Workers need better financial education, says OU Business School surveyDec 30, 2015
The research also revealed that while many employees claim to have a reasonable level of financial knowledge, what they have most recently learned has often been the result of a kneejerk reaction to a major life event, such as leaving school or buying a first property, as opposed to being taught.
Almost half (44%) of those surveyed also confessed that major life events were also the last time new financial knowledge was gained.
As a result of financial education being added to the school curriculum throughout the UK, the situation should improve among future generations, the survey concluded. There is also a clear need for education among the current workforce, with just 7% having received any assistance from their employer.
Four fifths (81%) of the UK workforce admit they would favour help from their employer to understand their finances. A third (33%) stated financial education would help them plan their financial future and 25% said it would help them to understand their pension.

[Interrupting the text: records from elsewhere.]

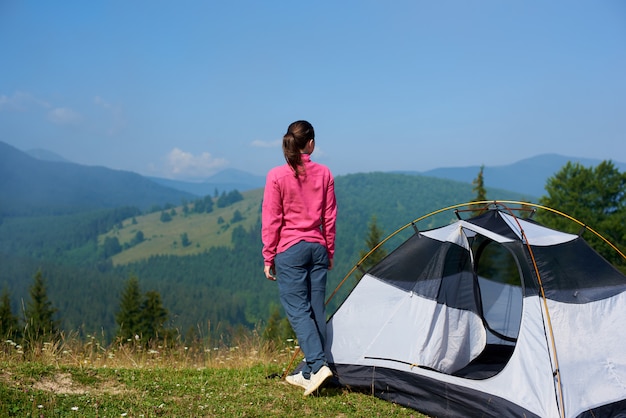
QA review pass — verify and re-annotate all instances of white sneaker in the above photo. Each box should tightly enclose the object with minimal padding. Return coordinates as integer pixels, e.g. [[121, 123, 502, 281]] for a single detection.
[[304, 366, 333, 396], [285, 372, 310, 389]]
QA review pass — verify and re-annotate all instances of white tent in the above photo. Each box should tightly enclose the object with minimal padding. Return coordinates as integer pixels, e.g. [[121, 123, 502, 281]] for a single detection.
[[327, 205, 626, 417]]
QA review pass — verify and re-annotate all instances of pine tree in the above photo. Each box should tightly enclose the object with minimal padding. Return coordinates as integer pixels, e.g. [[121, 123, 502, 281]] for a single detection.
[[472, 165, 487, 216], [0, 287, 20, 340], [115, 276, 142, 340], [140, 290, 169, 343], [24, 270, 58, 341]]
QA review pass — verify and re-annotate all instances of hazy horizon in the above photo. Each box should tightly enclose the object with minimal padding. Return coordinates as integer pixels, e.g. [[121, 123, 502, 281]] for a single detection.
[[0, 0, 626, 181]]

Of the ways employees would like their employer to help them, more than a quarter (26%) favoured one-to-one sessions and 22% would like the option of free financial courses.
In order to tackle the lack of financial education in the workplace the OU Business School, through its dedicated research centre the True Potential Centre for the Public Understanding of Finance, has partnered with Share Radio, the UK’s only national dedicated personal finance radio station, to make the ground-breaking ‘Managing My Money’ eight week personal finance course easily accessible to any employers looking to encourage personal finance education among its employees.
The course, which starts afresh each fortnight, is free and is broadcasted via the DAB station. There are two 25-minute episodes per week, each with an online test.
Following the final, more comprehensive test, students receive a Statement of Participation from The Open University.
For the first time students will be allowed to name a third party who can monitor their progress and collect their qualification results. Upon completion participants can include the certificate to their CV to further build their job prospects.
Martin Upton, director of True Potential PUFin at OUBS, said: “It is clear that many generations have suffered from a lack of formal financial education, and, while it was finally added to the school curriculum [in England] last year, there is a real need for many consumers to increase their knowledge of, and confidence in, financial matters.
“By 2018 all employers will have responsibility for offering access to pension schemes and there should be guidance on the schemes offered and the desirability for employees to augment their state pensions.
“Assessing how much income is needed in retirement requires budgeting skills and an understanding of taxation. In effect, pension guidance is a stepping stone to wider financial education.”